×34°

1.9K 393 19
                                    

"Jeongin kemana?" Tanya Hyunjin yang ternyata baru sadar kalau Jeongin sudah tidak ada di dalam ruangan.

"Kau baru sadar? Dia pergi keluar bareng Felix," jawab Jisung geleng-geleng kepala. Padahal Jisung yakin tadi Jeongin dan Felix sudah berpamitan ingin pergi keluar membeli makanan.

"Oh." Hyunjin kemudian kembali bergelut dengan pekerjaannya. Kalau bisa dia ingin fokus ke proyek ini, dia harus menyelesaikannya sebelum Jeongin kembali ke Busan.

Changbin dibuat heran oleh Hyunjin. Pada awal Changbin menawarkan apakah Hyunjin mau bergabung dengan tim proyek game miliknya, pemuda Hwang itu jelas menolak mentah-mentah tawaran Changbin. Bahkan hingga dipaksa oleh Jisung dan Felix, Hyunjin tetap teguh dalam pendiriannya bahkan hingga menjelek-jelekkan tim proyek game. Tetapi sejak kehadiran Yang Jeongin di SMA ini, Hyunjin sepertinya banyak berubah.

"Kau jadi sangat peduli pada orang lain, terutama Yang Jeongin. Seperti bukan dirimu saja," ujar Changbin tanpa berpaling sekalipun dari monitor komputernya. Jelas kalimat tersebut ditujukan pada Hyunjin.

Hyunjin tidak merespons, namun jemarinya berhenti mengetik. Sepertinya otaknya sedang memroses apa yang dikatakan oleh Changbin, sudah diproses namun dia tak mampu menjawabnya.

"Bukankah itu bagus? Hyunjin dan Jeongin menjadi akrab dan kita di proyek game juga akur, menyenangkan bukan?" Sahut Jisung. Sebenarnya bukan itu yang ingin Jisung ucapkan. Tentu dia bahagia dengan hubungan dekat Jeongin dengan Hyunjin, hasilnya Minho akan jauh dari Jeongin, tapi bukankah sangat jahat mengatakan hal tersebut secara umum?

Jisung tahu dia salah, makanya dia memilih untuk bungkam perihal rencananya membuat Jeongin jauh dari Minho, daripada memicu masalah baru.

"Menurutku biasa saja sih," Changbin tidak peduli, "ada ataupun tidaknya dia tim kita, itu tidak akan berpengaruh banyak."

Hyunjin ingin tertawa rasanya. Changbin ini tidak tahu berterimakasih sekali, sekarang Hyunjin sudah mampu membantu proyek ini untuk maju, kenapa Changbin berani berkata begitu?

Baik Hyunjin maupun Changbin sebenarnya tidak tahu kalau keberadaan Hyunjin di sini hanya akal-akalan Jisung agar Jeongin jauh dari Minho. Hyunjin tidak sadar saja sebenarnya dia di sini hanya dimanfaatkan oleh Jisung.

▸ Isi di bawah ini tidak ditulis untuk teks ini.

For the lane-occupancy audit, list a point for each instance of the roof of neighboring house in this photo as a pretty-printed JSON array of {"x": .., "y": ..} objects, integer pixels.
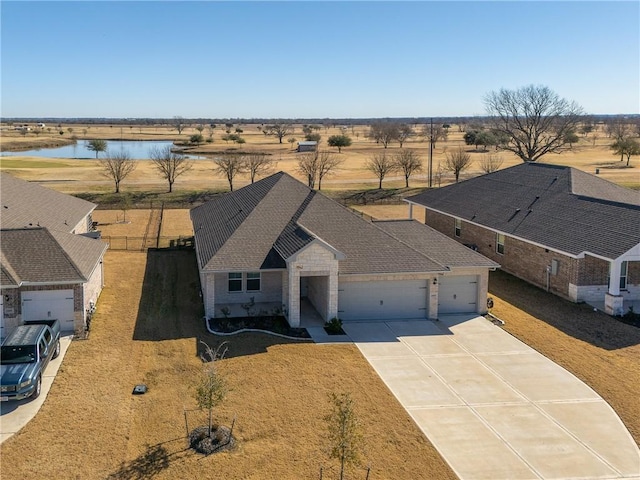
[
  {"x": 436, "y": 245},
  {"x": 555, "y": 206},
  {"x": 38, "y": 255},
  {"x": 265, "y": 223},
  {"x": 27, "y": 204}
]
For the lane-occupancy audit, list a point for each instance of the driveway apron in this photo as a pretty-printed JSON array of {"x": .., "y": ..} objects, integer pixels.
[{"x": 494, "y": 407}]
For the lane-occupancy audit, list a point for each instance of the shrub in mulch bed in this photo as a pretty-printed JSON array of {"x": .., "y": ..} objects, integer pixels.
[
  {"x": 220, "y": 440},
  {"x": 276, "y": 324},
  {"x": 334, "y": 327}
]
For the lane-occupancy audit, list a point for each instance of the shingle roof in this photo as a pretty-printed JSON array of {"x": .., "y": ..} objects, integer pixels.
[
  {"x": 434, "y": 244},
  {"x": 27, "y": 204},
  {"x": 37, "y": 255},
  {"x": 559, "y": 207},
  {"x": 261, "y": 225}
]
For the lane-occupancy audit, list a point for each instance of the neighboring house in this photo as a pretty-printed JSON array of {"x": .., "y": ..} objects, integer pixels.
[
  {"x": 556, "y": 227},
  {"x": 49, "y": 268},
  {"x": 307, "y": 146},
  {"x": 277, "y": 242}
]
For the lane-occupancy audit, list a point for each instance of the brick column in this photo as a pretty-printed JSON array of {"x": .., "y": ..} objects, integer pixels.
[{"x": 294, "y": 296}]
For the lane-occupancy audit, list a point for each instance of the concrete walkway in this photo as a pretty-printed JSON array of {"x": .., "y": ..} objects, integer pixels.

Jisung tahu dirinya memang jahat dan egois, namun dia hanya ingin serakah satu kali saja dalam hidupnya, yaitu memiliki Minho dimana pria itu kini tengah menaruh rasa terhadap Jeongin.

***

"Kau tahu? Hyunjin selalu memikirkanmu setiap malam," cerita Jinyoung setelah meminum minuman cola miliknya. Dia, Jeongin, dan Felix duduk sambil berbincang di depan minimarket.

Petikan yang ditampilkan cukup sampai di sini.